Blogs Tittle posted on her MySpace account showed “genuine concern,” he said.
That Internet account was one piece of evidence prosecutors say showed Tittle was intelligent enough to manage, so she should have had the knowledge her children were supposed to be in school.
Lonon reminded the jury of something he said in his opening statements.
“I told you you would see children in tragic circumstances and that’s what you’ve seen,” he said, calling the situation a “human tragedy.”
Lonon also told the panel there’s a reason the children are intellectually disabled — “it’s genetics.”
That brought an objection from Assistant District Attorney General Dennis Brooks because there was no evidence presented to show Simons and Tittle were intellectually disabled.
Criminal Court Judge Robert Cupp instructed the jury to disregard Lonon’s statement.
Brooks asked the jury to think about all the things Simons and Tittle could have done for their children without spending any money.
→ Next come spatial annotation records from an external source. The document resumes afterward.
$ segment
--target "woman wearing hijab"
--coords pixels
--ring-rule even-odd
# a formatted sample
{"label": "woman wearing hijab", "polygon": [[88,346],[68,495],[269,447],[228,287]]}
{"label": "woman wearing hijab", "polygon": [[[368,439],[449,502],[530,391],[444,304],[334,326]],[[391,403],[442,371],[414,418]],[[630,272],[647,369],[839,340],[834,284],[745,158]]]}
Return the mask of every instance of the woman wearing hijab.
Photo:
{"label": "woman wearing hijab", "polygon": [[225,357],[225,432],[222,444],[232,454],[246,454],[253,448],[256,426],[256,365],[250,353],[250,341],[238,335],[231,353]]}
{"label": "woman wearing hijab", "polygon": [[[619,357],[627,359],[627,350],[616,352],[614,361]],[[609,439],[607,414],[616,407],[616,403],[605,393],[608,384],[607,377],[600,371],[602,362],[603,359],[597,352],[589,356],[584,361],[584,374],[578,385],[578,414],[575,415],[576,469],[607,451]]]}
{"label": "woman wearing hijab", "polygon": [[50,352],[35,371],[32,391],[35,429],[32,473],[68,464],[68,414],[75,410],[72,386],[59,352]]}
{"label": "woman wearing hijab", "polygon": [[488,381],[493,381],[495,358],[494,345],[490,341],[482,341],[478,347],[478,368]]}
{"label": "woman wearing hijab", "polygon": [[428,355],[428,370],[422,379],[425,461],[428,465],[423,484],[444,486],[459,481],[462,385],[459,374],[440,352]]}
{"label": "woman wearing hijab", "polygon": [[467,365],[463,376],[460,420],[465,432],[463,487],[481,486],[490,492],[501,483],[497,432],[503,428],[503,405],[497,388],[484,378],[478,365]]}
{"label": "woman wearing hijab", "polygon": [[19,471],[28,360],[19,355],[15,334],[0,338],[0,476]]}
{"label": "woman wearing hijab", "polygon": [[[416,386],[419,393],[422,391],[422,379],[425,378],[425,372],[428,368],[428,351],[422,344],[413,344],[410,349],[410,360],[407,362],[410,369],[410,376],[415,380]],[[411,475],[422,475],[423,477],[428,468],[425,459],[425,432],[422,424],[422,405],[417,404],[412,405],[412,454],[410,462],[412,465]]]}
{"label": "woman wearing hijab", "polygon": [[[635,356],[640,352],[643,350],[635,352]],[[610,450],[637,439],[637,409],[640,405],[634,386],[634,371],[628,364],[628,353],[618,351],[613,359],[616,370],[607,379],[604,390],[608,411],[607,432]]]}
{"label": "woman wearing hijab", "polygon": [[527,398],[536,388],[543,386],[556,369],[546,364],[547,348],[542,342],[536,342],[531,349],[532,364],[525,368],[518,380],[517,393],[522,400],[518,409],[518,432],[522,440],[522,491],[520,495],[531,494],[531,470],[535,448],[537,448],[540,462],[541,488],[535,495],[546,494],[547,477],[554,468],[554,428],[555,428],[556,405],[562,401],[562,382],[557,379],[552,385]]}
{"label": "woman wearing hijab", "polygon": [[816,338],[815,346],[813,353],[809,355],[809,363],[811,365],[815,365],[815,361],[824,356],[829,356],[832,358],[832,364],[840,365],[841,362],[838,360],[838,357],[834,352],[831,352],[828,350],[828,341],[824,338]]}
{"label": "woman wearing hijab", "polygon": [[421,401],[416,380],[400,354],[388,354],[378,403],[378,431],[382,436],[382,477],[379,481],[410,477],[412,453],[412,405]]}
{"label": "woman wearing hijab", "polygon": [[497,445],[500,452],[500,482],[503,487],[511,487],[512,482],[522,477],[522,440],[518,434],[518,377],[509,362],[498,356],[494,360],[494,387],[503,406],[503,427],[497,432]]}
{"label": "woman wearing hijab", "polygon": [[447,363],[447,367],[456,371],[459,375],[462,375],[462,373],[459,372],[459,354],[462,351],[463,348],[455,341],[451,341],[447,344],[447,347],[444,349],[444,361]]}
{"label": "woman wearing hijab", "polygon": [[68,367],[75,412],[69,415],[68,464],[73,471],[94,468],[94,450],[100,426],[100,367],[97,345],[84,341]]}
“Does it take money to teach them how to clean behind their ears, teach them their last name?” he asked. “They didn’t even bother to give their children the skills that they knew,” he said.
The children didn’t know their last name, their ages or birthdays. Brooks said the children may never go to college, but they are learning.
In regard to the daughter’s medical needs, Brooks reminded the jury that when a Pennsylvania doctor who had been treating the girl told Simons he might lose custody if he couldn’t provide a stable living environment, the girl never went back for a check of her condition.
As Brooks wrapped up his closing arguments, he showed a recent video of the girl saying her ABC’s. She finished with a big grin.
“Due to the neglect of these defendants that smile would have been wiped from the face of this earth,” he said with emotion in his voice.
“If this isn’t the picture of aggravated child neglect, please tell us what it is,” he said. “It’s been my honor to tell you about these five precious children who deserve more. Today they deserve justice. It’s up to you.”